What the paper actually shows

The main finding is surprising in its simplicity: training a single transformer layer can recover most of the gains from full-parameter RL training, and in some cases even surpass it. The paper does not give benchmark numbers in the abstract, so it is not possible to quote exact scores here. But the qualitative claim is strong: RL gains are highly concentrated.

One Transformer Layer Can Carry RL Gains

That concentration does not look random. The authors report a stable structural pattern in which high-contribution layers tend to sit in the middle of the transformer stack, while layers near the input and output ends contribute much less. In other words, the model’s RL adaptation appears to cluster around the middle rather than being evenly distributed from bottom to top.

They also say the resulting layer rankings remain strongly correlated across datasets, tasks, model families, and RL algorithms. That is important because it suggests the pattern is not just an artifact of one benchmark or one training recipe. The same broad structure shows up repeatedly across the experiments they ran.
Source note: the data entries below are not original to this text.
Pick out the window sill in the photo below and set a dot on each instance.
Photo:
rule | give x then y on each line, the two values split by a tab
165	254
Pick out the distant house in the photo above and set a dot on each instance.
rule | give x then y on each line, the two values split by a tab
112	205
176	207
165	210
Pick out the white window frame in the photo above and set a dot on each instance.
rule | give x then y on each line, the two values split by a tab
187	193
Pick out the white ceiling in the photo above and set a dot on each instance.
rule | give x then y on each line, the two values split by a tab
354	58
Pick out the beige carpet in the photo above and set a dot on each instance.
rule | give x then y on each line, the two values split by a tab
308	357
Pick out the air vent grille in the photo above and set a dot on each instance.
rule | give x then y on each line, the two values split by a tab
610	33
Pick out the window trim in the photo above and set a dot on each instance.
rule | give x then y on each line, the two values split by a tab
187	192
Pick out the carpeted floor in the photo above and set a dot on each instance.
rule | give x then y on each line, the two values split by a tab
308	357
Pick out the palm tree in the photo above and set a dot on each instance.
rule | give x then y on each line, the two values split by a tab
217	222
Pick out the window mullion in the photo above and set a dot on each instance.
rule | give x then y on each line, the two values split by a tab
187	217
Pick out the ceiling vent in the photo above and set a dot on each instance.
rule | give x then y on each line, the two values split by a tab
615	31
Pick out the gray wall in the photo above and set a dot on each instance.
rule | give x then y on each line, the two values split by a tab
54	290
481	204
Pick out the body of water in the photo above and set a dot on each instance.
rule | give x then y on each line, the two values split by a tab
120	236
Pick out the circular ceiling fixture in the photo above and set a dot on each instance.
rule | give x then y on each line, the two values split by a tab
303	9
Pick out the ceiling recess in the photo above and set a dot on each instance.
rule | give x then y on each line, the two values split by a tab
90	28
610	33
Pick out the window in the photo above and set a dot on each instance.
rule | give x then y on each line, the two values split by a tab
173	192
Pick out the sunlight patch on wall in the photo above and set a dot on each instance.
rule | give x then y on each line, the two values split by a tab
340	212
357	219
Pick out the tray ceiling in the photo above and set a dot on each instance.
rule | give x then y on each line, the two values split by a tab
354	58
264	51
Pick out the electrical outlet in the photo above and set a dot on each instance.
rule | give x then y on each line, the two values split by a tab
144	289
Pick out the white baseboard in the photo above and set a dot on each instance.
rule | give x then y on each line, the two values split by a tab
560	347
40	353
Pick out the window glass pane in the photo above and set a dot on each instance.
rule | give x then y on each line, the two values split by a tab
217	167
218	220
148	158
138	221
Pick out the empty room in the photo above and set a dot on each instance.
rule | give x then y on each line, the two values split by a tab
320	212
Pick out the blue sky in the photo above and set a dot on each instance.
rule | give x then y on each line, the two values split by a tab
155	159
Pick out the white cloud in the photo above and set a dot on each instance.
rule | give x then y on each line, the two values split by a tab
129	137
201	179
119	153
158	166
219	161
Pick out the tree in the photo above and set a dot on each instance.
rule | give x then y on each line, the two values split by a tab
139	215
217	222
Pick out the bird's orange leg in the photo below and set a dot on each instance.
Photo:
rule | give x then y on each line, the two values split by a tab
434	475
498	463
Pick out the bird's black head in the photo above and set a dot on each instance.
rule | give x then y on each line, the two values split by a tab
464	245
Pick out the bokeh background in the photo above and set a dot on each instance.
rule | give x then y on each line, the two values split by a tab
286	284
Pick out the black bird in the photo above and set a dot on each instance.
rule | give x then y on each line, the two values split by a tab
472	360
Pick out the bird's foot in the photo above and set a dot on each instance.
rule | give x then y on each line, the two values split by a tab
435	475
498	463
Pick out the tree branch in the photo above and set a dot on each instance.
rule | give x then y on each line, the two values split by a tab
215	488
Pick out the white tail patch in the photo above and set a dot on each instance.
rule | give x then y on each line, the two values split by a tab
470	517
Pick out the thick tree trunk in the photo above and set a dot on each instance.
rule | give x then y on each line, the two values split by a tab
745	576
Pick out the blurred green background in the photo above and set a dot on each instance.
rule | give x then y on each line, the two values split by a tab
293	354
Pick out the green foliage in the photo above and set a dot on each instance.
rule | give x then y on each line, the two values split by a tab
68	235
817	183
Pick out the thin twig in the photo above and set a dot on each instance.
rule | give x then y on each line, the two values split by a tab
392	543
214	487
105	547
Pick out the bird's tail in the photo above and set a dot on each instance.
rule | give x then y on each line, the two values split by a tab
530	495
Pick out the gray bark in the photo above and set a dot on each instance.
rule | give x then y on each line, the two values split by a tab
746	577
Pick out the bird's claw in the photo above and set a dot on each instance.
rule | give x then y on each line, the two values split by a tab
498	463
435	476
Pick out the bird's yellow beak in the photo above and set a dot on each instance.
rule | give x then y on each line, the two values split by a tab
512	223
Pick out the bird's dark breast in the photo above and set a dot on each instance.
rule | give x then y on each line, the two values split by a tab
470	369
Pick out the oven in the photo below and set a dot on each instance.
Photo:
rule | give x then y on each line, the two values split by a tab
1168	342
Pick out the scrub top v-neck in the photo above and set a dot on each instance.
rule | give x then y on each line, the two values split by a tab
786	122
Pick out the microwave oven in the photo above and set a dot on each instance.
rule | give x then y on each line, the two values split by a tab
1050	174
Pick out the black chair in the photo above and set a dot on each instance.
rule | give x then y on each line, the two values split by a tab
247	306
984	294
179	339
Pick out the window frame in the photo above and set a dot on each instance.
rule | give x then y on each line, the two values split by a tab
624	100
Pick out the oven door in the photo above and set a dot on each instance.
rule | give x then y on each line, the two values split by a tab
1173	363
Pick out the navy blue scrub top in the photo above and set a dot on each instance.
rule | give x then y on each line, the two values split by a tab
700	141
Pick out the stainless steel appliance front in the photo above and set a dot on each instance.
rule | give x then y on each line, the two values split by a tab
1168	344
Why developers should care

If this result holds up beyond the paper’s setup, it could reshape how teams think about RL post-training. A smaller trainable subset could mean lower compute cost, simpler experimentation, and faster iteration when tuning models for reasoning, coding, or agentic behavior.

It also gives practitioners a new diagnostic lens. Instead of treating the transformer as a black box, you can ask which layers are responsible for a given RL improvement. That could help with debugging training instability, comparing algorithms, or designing more targeted adaptation methods.

There is also a software-engineering angle. If only a subset of layers matters, then selective fine-tuning, parameter-efficient training, or layer-specific scheduling may be worth exploring more aggressively. The paper does not claim those methods are solved here, but it gives a concrete signal that the usual “update everything” default may be overkill in some RL settings.

What this paper does not prove

The abstract is clear about the broad pattern, but it does not provide benchmark tables, exact recovery percentages, or compute savings. So while the qualitative result is compelling, the magnitude of the effect is not quantified in the source text available here.

It is also worth being careful about scope. The study covers seven models, two Qwen families, three RL algorithms, and several task domains, which is a solid spread, but it is still a specific slice of the LLM ecosystem. The paper shows a stable pattern within that slice; it does not claim that every transformer, every training recipe, or every downstream use case will behave the same way.

Still, the engineering takeaway is hard to ignore: RL gains may be much more localized inside the network than most training pipelines assume. If you are building or optimizing post-training workflows, that is exactly the kind of result worth testing in your own stack.

Bottom line

This paper argues that RL adaptation in transformers is concentrated in a small number of layers, often just one, with the middle of the stack doing most of the work. For anyone shipping or tuning LLMs, that is a strong hint that full-parameter RL may not always be necessary to get useful post-training gains.

  • RL gains are not spread evenly across transformer layers.
  • Middle layers tend to carry the strongest contribution.
  • The paper suggests a path toward cheaper, more targeted RL post-training.